Saturday, December 21, 2019

Post-Brexit: Now What?


Post-Brexit Planning: "The Establishment Is Due For An Enormous Shake-Up"




Brexit will be done by the end of next month, when trade negotiations with the EU will begin. Importantly, Britain’s negotiating position has strengthened immeasurably, and the new government is not afraid to use it.
This Conservative government has a greater sense of political and economic direction than Britain has seen in a long time. Unbeknown to the public, not only will the establishment that obstructed Brexit be side-lined, but a slimmed-down post-Brexit cabinet through a network of special advisers lead by Dominic Cummings will revolutionise central government, reducing bureaucracy and refocusing resources on public service objectives instead of wasted on process.

Obviously, Britain will leave the EU on or before 31 January next. All of 2020 subsequently is set to be taken up in trade negotiations with the EU, which will not be extended. The first post-Brexit negotiation of note will be over fisheries policies and the right of access to British waters for EU fishing vessels, due to be agreed by 1 July, to be implemented after the transition period.
The hope initially expressed by establishment figures in both Westminster and Brussels was that with a thumping majority the Conservatives will soften their Brexit demands, because it is no longer beholden to the ERG, an alliance of free marketeers in the Conservative parliamentary party. This being the case, it was argued, British demands for a return to total sovereignty over British fishing waters can be compromised in the context of wider negotiations. This is what always happens in Brussels, and the establishment on both sides assume the British will continue to play that game. But the Remainers have not been paying attention: the way in which the Conservative rebels were dealt with is the new negotiating philosophy.
Far from taking the opportunity of a large Conservative majority for the British to soften their stance in negotiations, all the indications (for those that bother to look rather than just assume) are that the British will take a firmer negotiating stance. If the EU tries to blackmail the UK over fisheries – France being an obvious instigator given her powerful fishing lobby, and Spain over Gibraltar which has nothing to do with fisheries - the British will be prepared to walk away from negotiations, because at that point, the Political Declaration will be breeched, not by the British, but by the EU.
In truth, the negotiating power has shifted firmly to Britain from the EU. Brussels will be dealing with a new anti-establishment administration, unsympathetic with the Brussels bureaucratic administration and determined to free the UK from as much of it as possible. The Brits are now focused, and Sun Tzu strategically clever with it.

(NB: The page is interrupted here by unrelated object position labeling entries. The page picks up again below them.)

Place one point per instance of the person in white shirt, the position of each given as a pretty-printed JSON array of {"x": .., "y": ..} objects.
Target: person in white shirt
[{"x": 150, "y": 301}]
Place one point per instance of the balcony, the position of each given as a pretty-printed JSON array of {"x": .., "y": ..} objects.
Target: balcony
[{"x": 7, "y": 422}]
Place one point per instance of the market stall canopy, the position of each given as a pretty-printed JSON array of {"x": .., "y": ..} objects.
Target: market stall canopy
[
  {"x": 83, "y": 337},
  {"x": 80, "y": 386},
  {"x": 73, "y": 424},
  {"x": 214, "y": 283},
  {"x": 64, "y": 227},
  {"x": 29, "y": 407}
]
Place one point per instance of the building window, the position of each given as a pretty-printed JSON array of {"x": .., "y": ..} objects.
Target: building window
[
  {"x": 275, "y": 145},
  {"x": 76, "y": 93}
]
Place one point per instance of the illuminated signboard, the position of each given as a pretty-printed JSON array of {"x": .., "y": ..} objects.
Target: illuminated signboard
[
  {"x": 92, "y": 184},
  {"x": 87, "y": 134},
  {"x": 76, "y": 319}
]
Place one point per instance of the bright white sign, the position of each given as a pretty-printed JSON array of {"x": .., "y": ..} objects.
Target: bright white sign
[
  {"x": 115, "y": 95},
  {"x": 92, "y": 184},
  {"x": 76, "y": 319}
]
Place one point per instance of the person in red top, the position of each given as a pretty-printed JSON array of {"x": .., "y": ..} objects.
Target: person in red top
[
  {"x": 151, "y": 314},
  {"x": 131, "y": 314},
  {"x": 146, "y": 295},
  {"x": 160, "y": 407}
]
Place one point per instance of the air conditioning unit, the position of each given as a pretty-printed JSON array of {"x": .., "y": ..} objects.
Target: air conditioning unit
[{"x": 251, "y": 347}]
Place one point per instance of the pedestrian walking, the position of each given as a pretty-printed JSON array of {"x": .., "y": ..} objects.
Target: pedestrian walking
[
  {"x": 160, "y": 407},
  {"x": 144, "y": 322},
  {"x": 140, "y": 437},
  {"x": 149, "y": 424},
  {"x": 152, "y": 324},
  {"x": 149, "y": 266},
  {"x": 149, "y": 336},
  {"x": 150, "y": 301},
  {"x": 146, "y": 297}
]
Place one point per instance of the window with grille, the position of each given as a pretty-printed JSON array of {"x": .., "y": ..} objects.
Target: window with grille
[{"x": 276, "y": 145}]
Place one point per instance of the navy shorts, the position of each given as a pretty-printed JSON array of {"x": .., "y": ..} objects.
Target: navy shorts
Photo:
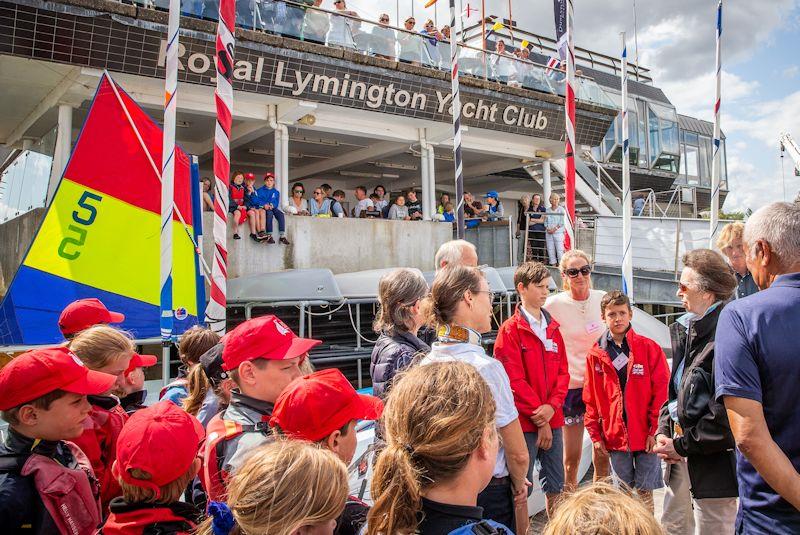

Leading members of the new cabinet are philosophically free traders, whose politics favour lower government intervention and lower taxes, fostering entrepreneurial ambition and encouraging wealth creation. A smaller government focused on outcomes will be a lesser burden on productive society and also provide the means of affording the best public services on a cost-effective basis. We have heard similar intentions before from incoming Conservatives, but this time there is a greater determination for it to be delivered, and with Cummings in charge of the Spads, it is perhaps more likely to succeed.

To understand in a little more detail what the Johnson administration plans to do, we need to take a step back. Over much of 2019, Boris Johnson, Jacob Rees-Mogg and a few others were actively planning to oust Mrs May and replace her with Boris. In its early stages, the plans had little support in the parliamentary party, though Boris was wildly popular with grass-roots Conservatives. But when Mrs May was forced to defer Brexit until after the EU elections in May, Nigel Farage swept the board in those elections with his Brexit Party, and it was clear that the Conservatives, without a firm Brexit commitment, would be wiped out in Westminster. Mrs May was forced to resign, Johnson’s campaign gathered momentum, and he became Prime Minister in July.
Three days before becoming Prime Minister, Johnson invited Dominic Cummings and his original Vote Leave team to work again with him to deliver Brexit. Cummings was appointed a Special Adviser (Spad) to the Prime Minister and is now the chief Spad, controlling all ministerial Spads across government. As a former senior civil servant put it, “Mr Cummings told all Whitehall’s Spads that he was now effectively their line manager, rather than their Secretaries of State.” It is no exaggeration to say that Cummings now exercises more control over the permanent civil service than any permanent secretary, as well as a high degree of control over elected politicians appointed as ministers.